1. Revísalas de forma regular

Después de cada paseo, dedica unos minutos a chequear que no hay cuerpos extraños entre los dedos ni signos de irritación.

2. Mantén una limpieza adecuada

Si ha estado en contacto con sal, productos químicos o barro lava las patas con agua tibia. Tan importante como retirar cualquier sustancia es secarlas con cuidado, haciendo hincapié sobre todo entre los dedos: una zona que tiene tendencia a retener la humedad.

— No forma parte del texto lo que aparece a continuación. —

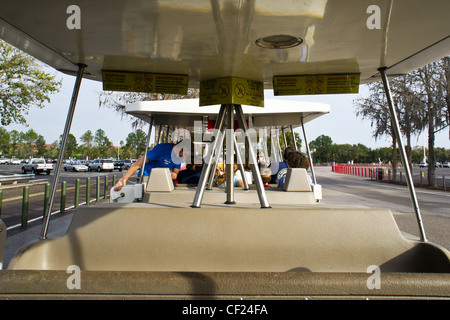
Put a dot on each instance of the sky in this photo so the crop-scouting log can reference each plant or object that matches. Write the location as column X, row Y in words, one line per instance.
column 341, row 124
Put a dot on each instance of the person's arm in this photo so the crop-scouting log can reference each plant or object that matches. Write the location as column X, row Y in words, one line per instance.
column 135, row 167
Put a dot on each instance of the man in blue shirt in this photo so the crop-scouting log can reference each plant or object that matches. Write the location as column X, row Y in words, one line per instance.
column 163, row 155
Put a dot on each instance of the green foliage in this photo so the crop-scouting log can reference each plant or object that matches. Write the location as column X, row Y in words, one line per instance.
column 22, row 84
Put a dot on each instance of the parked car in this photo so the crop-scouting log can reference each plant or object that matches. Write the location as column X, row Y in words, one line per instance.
column 37, row 166
column 423, row 165
column 118, row 165
column 75, row 166
column 101, row 165
column 14, row 161
column 127, row 163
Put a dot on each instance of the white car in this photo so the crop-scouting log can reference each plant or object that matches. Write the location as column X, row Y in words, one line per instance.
column 101, row 165
column 75, row 166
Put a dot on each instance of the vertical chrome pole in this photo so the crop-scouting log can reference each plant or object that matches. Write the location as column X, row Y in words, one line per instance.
column 62, row 149
column 284, row 138
column 208, row 161
column 309, row 153
column 159, row 134
column 240, row 164
column 146, row 148
column 293, row 138
column 253, row 162
column 229, row 171
column 404, row 157
column 217, row 153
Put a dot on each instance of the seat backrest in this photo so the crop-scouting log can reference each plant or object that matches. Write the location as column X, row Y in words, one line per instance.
column 297, row 180
column 160, row 180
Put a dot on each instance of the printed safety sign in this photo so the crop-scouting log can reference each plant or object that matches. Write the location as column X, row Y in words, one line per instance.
column 145, row 82
column 315, row 84
column 231, row 90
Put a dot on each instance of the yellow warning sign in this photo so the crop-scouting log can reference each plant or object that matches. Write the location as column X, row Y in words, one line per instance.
column 231, row 90
column 145, row 82
column 316, row 84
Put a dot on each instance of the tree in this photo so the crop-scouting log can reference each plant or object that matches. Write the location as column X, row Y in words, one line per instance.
column 102, row 142
column 323, row 150
column 421, row 100
column 40, row 146
column 29, row 139
column 4, row 141
column 22, row 84
column 135, row 143
column 432, row 83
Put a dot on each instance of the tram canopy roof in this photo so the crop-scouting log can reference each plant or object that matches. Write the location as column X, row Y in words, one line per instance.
column 223, row 38
column 276, row 112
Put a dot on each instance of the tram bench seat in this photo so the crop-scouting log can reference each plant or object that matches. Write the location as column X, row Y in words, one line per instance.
column 134, row 237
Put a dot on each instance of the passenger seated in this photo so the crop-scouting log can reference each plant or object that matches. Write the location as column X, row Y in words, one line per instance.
column 280, row 167
column 247, row 172
column 192, row 173
column 220, row 180
column 266, row 177
column 296, row 159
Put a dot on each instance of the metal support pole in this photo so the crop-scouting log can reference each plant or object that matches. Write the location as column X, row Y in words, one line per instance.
column 404, row 157
column 159, row 134
column 284, row 138
column 293, row 138
column 146, row 148
column 208, row 161
column 216, row 158
column 62, row 149
column 309, row 153
column 253, row 162
column 229, row 172
column 240, row 164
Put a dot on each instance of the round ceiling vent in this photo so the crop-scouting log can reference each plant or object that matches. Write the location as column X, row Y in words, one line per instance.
column 279, row 41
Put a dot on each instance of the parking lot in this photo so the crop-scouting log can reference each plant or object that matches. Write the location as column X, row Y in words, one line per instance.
column 12, row 194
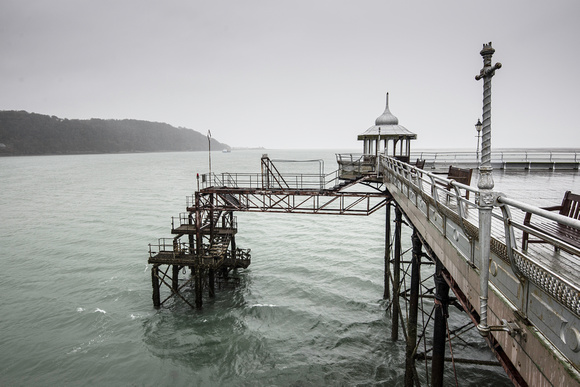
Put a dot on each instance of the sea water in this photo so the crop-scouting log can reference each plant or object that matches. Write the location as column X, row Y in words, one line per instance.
column 75, row 287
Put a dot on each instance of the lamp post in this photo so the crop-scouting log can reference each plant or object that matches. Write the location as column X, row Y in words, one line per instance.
column 478, row 126
column 485, row 185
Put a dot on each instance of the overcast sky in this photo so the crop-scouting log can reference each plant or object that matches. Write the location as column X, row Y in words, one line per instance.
column 299, row 74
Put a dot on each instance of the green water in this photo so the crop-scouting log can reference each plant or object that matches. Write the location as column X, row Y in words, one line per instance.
column 76, row 308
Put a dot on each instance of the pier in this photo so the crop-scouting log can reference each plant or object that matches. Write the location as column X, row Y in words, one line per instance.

Psh bálsamo para almohadillas
Añade a la rutina de cuidados de las almohadillas del perro este bálsamo para almohadillas.

3. Hidrata de forma regular con crema para las almohadillas del perro

Vital. Usar un bálsamo o crema para las almohadillas del perro permitirá protegerlas, mantener la elasticidad y evitar las grietas. Es importante utilizar uno especialmente formulado para canes, ya que las cremas humanas no son seguras para ellos ni tienen la composición que un perro necesita.

4. Retira el pelo de entre los dedos

El exceso de pelo entre las almohadillas es un foco de problemas. No solo acumula suciedad sino que puede favorecer la aparición de infecciones y de hongos. Mantener recortado debidamente el pelo entre los dedos mejorará tanto su higiene como su pisada.

5. Ayúdale a adaptarle a terrenos que sus patas no conocen

Si tu perro no está acostumbrado a una determinada superficie, dosifica el paseo para que sus patas se acostumbren de forma gradual. Este gesto sencillo evita lesiones y heridas.

CÓMO PROTEGER LAS ALMOHADILLAS DEL PERRO SEGÚN LA ÉPOCA DEL AÑO

Como sucede con muchos aspectos, los cuidados de las almohadillas del perro deben adecuarse a la estación del año. Y, aunque precisen atención durante los 12 meses del año, hay dos estaciones en las que los mimos deben identificarse: durante el invierno y el verano.

1. Cuidados en invierno

El frío es un gran enemigo de la salud de las almohadillas del perro, por lo que tendremos que cuidarlas con especial ahínco.

  • Evita el contacto prolongado con hielo y nieve
  • Limpia sus patas si entra en contacto con sal
  • Refuerza la hidratación de las almohadillas
  • Si tiene que estar expuesto a un clima especialmente frío, valora el uso de botas protectoras

Cuidados de las almohadillas del perro en invierno

2. Cuidados de las almohadillas en verano

En la lista de consejos para cuidar a tu perro en verano debe estar, sí o sí, prestarle especial atención a sus patas.

  • Evita pasear en las horas centrales del día
  • Procura que pise sobre césped, tierra o zonas de sombra
  • Intensifica el uso de crema para las almohadillas del perro después de cada paseo

Y ahora que conoces a fondo los cuidados de las almohadillas del perro, proponte mimarlas. Algo tan importante como velar por su correcta alimentación o por su salud emocional.